Mark Marcon - Robert W. Baird & Co. Incorporated

So the underlying incremental margins, just on the pure processing side, continue to trend in the positive direction so we should, longer term, continue to see some improvement there, right?

Gary Butler

Yes. But to the extent, Mark, healthcare cost increases outstrip just on normal price increase, you'll see a permanent drag on the margin in our PEO. But the real way to think about it is if you take that out and look at the repetitive processing revenue.

Operator

[Operator Instructions] Your next question is from Michael Baker with Raymond James.

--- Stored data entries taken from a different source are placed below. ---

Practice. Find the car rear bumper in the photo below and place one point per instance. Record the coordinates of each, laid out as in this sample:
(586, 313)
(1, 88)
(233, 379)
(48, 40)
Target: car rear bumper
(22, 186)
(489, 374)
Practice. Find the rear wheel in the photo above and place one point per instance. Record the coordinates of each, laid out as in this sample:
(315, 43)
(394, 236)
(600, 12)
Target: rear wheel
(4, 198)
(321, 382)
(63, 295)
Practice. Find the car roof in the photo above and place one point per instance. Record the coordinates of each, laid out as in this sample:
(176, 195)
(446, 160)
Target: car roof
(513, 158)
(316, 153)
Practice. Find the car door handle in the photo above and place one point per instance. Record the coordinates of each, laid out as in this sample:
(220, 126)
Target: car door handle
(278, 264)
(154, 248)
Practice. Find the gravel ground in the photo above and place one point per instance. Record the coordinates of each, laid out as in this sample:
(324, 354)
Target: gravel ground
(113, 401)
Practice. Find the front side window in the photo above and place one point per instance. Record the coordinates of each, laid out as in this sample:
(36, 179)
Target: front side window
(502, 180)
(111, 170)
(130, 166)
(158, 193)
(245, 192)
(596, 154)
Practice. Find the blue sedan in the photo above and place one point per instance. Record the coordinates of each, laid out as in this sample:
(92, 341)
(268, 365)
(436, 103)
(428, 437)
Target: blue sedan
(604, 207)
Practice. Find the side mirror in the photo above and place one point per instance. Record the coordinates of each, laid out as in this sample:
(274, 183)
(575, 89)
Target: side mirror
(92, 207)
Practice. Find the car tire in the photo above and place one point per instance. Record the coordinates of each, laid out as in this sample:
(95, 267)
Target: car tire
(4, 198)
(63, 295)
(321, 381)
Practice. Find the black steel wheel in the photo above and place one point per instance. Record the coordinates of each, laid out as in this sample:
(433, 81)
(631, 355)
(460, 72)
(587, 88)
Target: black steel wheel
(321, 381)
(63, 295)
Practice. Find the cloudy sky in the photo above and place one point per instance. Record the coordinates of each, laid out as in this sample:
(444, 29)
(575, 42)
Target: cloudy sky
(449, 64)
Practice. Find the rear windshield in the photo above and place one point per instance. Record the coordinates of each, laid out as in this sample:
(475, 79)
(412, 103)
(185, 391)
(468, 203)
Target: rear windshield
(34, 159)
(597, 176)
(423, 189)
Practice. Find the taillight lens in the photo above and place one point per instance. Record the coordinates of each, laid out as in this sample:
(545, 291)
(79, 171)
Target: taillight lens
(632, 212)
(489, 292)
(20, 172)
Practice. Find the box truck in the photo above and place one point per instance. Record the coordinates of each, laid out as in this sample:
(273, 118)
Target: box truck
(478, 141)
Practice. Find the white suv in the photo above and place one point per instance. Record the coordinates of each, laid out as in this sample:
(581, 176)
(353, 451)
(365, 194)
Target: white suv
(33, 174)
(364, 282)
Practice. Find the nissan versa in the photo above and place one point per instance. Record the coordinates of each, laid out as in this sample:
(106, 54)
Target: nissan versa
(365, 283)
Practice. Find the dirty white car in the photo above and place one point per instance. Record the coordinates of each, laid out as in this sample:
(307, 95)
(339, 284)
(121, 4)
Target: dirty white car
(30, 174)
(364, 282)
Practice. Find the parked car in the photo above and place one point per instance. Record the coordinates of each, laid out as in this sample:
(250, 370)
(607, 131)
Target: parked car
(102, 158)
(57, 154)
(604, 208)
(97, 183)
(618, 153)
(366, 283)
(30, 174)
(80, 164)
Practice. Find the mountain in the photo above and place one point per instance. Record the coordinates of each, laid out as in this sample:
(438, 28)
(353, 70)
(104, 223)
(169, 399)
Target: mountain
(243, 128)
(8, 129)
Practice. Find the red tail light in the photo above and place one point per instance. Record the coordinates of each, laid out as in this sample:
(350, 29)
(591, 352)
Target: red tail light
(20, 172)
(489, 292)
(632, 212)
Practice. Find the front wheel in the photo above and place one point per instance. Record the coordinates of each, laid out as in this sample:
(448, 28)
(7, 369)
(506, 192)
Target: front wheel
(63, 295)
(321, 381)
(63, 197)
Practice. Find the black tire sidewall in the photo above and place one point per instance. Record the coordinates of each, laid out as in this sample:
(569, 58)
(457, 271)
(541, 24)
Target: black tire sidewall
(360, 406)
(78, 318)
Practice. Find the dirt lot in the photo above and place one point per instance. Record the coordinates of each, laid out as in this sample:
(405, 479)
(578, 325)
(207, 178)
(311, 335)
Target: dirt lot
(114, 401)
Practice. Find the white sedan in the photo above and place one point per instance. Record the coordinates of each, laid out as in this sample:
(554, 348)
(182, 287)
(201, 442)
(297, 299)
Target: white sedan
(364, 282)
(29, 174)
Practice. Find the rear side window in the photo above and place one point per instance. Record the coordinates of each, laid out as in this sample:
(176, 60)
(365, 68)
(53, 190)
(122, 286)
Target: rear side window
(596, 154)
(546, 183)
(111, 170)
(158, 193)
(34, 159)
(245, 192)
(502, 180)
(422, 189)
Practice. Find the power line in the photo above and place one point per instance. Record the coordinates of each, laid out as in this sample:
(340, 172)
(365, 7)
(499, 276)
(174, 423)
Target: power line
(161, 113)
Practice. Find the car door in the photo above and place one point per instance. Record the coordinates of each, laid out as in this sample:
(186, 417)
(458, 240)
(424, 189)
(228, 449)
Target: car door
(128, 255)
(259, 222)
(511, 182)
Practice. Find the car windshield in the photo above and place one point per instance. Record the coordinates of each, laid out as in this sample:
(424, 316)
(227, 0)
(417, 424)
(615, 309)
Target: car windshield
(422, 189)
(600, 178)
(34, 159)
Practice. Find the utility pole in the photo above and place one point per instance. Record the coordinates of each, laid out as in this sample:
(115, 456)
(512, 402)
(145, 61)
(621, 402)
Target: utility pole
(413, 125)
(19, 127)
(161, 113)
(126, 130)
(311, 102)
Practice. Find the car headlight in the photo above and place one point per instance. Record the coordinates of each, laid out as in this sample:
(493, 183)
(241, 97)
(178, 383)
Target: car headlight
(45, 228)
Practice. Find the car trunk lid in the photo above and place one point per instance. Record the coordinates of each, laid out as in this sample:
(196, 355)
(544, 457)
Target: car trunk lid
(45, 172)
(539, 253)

Michael Baker - Raymond James & Associates

First, I was wondering if you could give some color in terms of what you're seeing on the hiring front within the different segments, that being small business, mid- and large. I know you already commented on international so no need to repeat that.

Gary Butler

When you say hiring, you mean?

Michael Baker - Raymond James & Associates

Well, kind of like pace type figure broken down just a little bit more in terms of, like, size employer rough sense or some of the dynamics. So it leads on a relative basis we can get a sense for how those companies might be responding given the economy.

Gary Butler

The metric that we report on is from our AutoPay product, which is kind of in the middle there's some overlap below 50% as well on the high-end of the market it, but that's kind of the core metric that we look at. We did see some positive uplifts in our National Accounts business this quarter as well, which was also negative in the fourth quarter. So there was some movement in there as well. And Small Business just continues to kind of bump along with a slight positive, as I recall.

Michael Baker - Raymond James & Associates

The one thing I didn't hear you kind of talk about in healthcare that it could be platform for growth and just wondering if you'd be willing to comment specifically as are there plans to kind of leverage your processing capabilities to provide some of the exchange dynamics that are needed in the marketplace?

Gary Butler

That market is still developing to some degree. And our main thrust there is to make sure that we are included as an option on the exchange. But we don't have a major thrust to become the exchange, if that's your question.

Michael Baker - Raymond James & Associates

Yes, that is. Because I saw one of your competitors win some business as it related to the exchange and, I was just wondering whether or not you plan to become the exchange, so to speak.

Gary Butler

No, no current plans to do that. So let me kind of close this up. We appreciate everybody attending today. I think you can tell by the tone of the conversation that we're much more optimistic than we were three months ago. I think my comments around as goes the first quarter goes the year is a great way to think about it. Our product position remains quite strong and the sales force is in good shape. And we're optimistic about the future. So we appreciate you coming today. And we look forward to talking to you next quarter.

Operator

This concludes today's conference call. You may now disconnect your line.